Maybe I've spent too much time doing sysadmin and not enough time programming,
but this sounds very much like an umount/mount race condition when using NFS
over tcp, possibly autofs-triggered or possibly in the kernel or mount/umount
programs. To me it doesn't sound much like NOTABUG.
Fortunately switching back to NFS over UDP looks like it might be a short-term
workaround. I will also produce a google-indexed web page explaining our
diagnosis as others seem to be affected by this and they may disagree with the
NOTABUG conclusion too.
From the the debug log in comment 31, I see where the mount failed twice.
Once at 17:45:25 & once at 17:46:07.
Both times the mount was attempted ~20seconds before it actually failed due to
an RPC timeout. If autofs were failing the mount due to a race then I would
expect it to return immediately and would not have an error from mount (RPC:
So, it doesn't appear that the 2 debug log contains any issues. I've looked at
the first debug log you've posted and there may be a possible bug in there. I'm
not sure why autofs is trying to mount /u/davidj/src, that's not exported
directory anywhere, is it? I only see /u/davidj in the maps.
You're right - the two failures are different. Indeed, on reflection, the
symptoms are different - with the first type of failure the autofs system
appears to become a mess and the machine often becomes unusable, but in my
simplified testing it seemed to carry on fine after the failure. The first type
are often seen on our production system too - clients often become unusable and
need a reboot.
You're right - /u/davidj/src/ isn't exported directly - so the automounter
is doing something pretty weird. I've also had my account with a home of
/u/davidj2/ try and mount my home from /u/davidj/, with resultant permission
issues, although I've never been able to subsequently reproduce this. This
seems consistent with some type of corruption of the mount path with other
string info. Is it possible the unmount is called from a signal handler
and is using e.g. non-rentrant routines that are also used as part of mounts?
OK, just jumping into this now.
For the debug logs, you can configure syslog to only log daemon.*. That is the
facility to which autofs logs.
There is a kernel patch which addresses the mounting of a subdirectory instead
of the autofs "key" when ghosting is enabled. However, it doesn't appear that
ghosting is enabled in this environment. I can't verify that, since the updated
auto.master was never posted, but "stock" doesn't have --ghsot enabled. Also
note that /etc/sysconfig/autofs would be a helpful file to include in the bug
The unmount is not called from a signal handler. There are calls to ioctl,
which are unsafe, but I don't believe this is the code path you are hitting.
There are *also* calls to syslog in a signal handler, which are very bad. We've
seen these cause autofs to hang, and not perform any more mounts or unmounts. A
fix for this problem exists in the RHEL3 U7 beta.
As for a mount/umount race, I don't believe there is a problem in the actual
mount/umount commands themselves. Any race here would be an autofs problem.

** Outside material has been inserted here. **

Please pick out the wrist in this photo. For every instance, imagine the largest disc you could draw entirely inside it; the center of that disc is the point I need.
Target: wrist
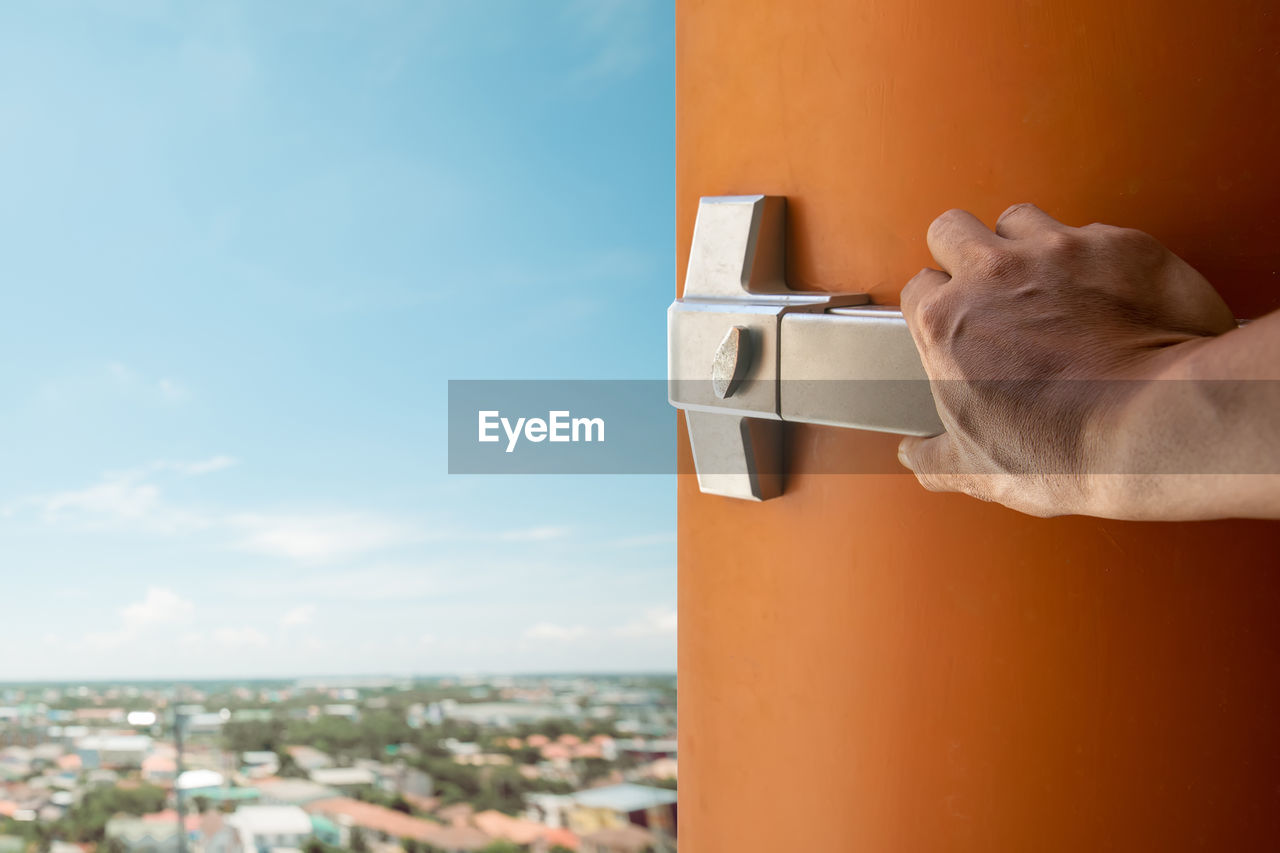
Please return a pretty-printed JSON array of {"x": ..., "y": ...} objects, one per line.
[{"x": 1136, "y": 437}]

Since you have a reproducer, would you be willing to test a new kernel? I'm not
certain it will make a difference, but I'd like to give it a try, anyway.
The kernel can be found here:
I've included the smp kernel. If you would like a different kernel, please let
me know. I also put the U7 beta version of autofs there for you to try.

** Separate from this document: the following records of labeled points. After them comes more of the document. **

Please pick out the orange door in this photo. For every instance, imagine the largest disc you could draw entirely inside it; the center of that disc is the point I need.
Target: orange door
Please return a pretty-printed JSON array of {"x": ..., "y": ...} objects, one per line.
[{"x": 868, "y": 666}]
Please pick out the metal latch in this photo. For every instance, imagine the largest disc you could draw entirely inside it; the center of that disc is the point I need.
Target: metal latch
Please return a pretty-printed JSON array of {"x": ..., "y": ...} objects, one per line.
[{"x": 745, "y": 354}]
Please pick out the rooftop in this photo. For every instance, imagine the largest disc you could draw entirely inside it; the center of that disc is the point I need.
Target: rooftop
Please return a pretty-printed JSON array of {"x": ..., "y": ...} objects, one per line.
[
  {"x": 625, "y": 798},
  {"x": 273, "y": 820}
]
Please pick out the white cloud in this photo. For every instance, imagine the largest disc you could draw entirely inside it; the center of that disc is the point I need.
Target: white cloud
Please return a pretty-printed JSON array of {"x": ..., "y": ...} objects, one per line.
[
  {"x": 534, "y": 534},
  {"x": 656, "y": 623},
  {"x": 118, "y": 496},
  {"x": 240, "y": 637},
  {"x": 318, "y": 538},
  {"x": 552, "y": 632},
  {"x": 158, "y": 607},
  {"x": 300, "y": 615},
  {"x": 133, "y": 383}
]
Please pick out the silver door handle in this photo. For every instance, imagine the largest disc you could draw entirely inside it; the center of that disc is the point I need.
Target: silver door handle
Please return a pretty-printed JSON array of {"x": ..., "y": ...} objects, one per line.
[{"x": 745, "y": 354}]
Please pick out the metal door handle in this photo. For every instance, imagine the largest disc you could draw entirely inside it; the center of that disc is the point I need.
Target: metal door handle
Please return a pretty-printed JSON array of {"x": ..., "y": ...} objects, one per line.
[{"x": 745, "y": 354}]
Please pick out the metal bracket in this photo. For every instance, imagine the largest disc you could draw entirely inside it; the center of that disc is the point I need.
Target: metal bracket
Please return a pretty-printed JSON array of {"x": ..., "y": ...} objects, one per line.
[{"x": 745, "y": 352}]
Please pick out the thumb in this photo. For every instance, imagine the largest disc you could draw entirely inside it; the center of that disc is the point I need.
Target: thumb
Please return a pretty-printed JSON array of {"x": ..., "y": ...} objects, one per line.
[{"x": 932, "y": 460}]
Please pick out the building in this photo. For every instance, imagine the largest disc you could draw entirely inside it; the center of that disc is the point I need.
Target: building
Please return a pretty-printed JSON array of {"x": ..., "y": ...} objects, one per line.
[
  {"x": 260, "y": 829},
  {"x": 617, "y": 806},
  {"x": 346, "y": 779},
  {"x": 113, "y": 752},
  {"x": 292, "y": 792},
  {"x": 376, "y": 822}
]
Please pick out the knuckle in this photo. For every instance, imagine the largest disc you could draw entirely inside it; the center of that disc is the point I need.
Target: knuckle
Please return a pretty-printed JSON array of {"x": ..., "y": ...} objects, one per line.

NOTE: There is a chance that this will fix one of your problems: autofs
attempting to mount a non-exported path, that appears to be a directory within
an automounted directory.
I haven't looked into the other problem in enough detail to comment at this point.
Thanks for all of your help in diagnosing this issue.
Just a note, that kernel is part of the RHEL3U6 beta (not RHEL3U7).
Changing to NEEDINFO_REPORTER from NEEDINFO.
Were you able to try a newer kernel, and did it solve your problem?